A former Hong Kong bookseller is holding up his eight-month extrajudicial detention in China as an example of what could happen to others if a currently suspended extradition bill is passed into law.
Lam Wing-kee, the founder of Causeway Bay Books, was one of five Hong Kong booksellers who disappeared in 2015 only to turn up in Chinese detention. After being held for months in solitary confinement, Lam reappeared in a televised confession, pleading guilty to charges of illegally selling politically sensitive books into China.
Months later, he was permitted to return to Hong Kong temporarily and openly accused Chinese authorities of having put him through eight months of "mental and physical torture." Mainland authorities have accused Lam of jumping bail and still seek his arrest for criminal investigation.
Now living in Taiwan where he is safe from Chinese jurisdiction, Lam told VOA this week that his case demonstrates what could happen to others under the proposed extradition bill.
"What has happened to me — someone who has not committed any crime — can happen to each and every one [in Hong Kong]. This has been crystal clear. So, you see, that's why so many young people have taken part" in recent protests, Lam said during an interview in Taipei's Ximending shopping district, where he hopes to open a bookstore.

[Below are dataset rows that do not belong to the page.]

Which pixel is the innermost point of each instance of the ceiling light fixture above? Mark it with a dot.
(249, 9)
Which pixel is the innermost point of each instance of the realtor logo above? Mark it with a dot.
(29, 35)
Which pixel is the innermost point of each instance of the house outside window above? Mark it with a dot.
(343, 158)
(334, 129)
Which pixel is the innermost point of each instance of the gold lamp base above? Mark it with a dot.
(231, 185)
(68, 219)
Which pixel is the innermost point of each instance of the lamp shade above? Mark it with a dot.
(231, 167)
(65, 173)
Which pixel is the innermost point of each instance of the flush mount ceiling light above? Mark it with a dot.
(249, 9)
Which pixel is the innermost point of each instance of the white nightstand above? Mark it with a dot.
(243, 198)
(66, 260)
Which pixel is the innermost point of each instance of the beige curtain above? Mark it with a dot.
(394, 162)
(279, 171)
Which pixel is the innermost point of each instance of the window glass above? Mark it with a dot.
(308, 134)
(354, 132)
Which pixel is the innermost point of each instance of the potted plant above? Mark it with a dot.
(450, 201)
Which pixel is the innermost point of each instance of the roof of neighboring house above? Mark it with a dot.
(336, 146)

Crowds estimated as high as 2 million people took to the streets in Hong Kong on Sunday, marking the largest protest in the city's history. After days of massive and sometimes violent demonstrations, the city's pro-Beijing leader, Carrie Lam, announced she would postpone work on the extradition bill.
Caught in China's dragnet
Lam Wing-kee compared the fight over the proposed extradition law to earlier failed attempts to enact Article 23 of the territory's Basic Law, or constitution, which would outlaw treason, sedition and political ties with foreign organizations.
"If we describe Article 23 as a gun to be put to the heads of Hong Kongers, the extradition law will be another. [If passed,] there will be two guns put to the heads of Hong Kongers. That, to China, will mean tighter controls over Hong Kong," Lam said.

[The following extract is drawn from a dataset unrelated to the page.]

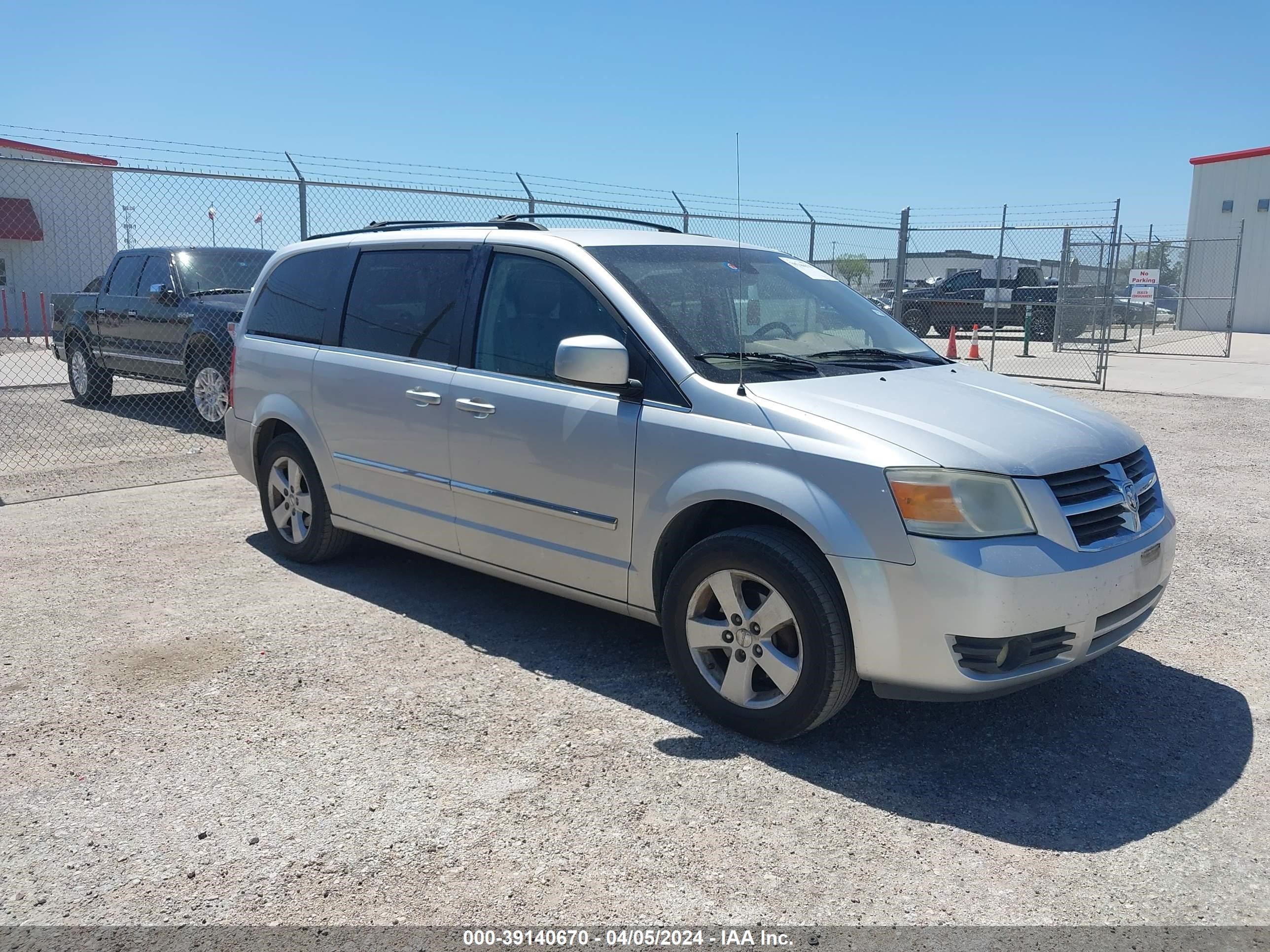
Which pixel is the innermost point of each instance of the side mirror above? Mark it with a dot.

An attempt to pass Article 23 by the city's first post-handover leader, Tung Chee-hwa, ended in spectacular failure in 2003. Half a million residents took to the streets in protest, and officials were forced to shelve it. Tung subsequently resigned in 2005, two years before his term ended.
Lam said Chinese President Xi Jinping can only defuse the current crisis in Hong Kong by fully canceling plans for the extradition law and easing the current chief executive out of office, meeting two of the protesters' five demands.
Carrie Lam has repeatedly offered public apologies over her handling of the bill, but has shown no intention to permanently withdraw the proposed law. She has said it is unlikely to be passed before the current legislative session ends next year.
While facing difficulty in extending his stay and opening a bookstore in Taipei, Lam Wing-kee said he chooses to stay in the self-ruled island because he enjoys Taiwan as a truly free and democratic country.
But he said Taiwan faces an imminent danger from politicians who aspire to closer ties with China. He hopes his example will send a warning to those in Taiwan who, like Carrie Lam, share a sense of identity with mainland Chinese.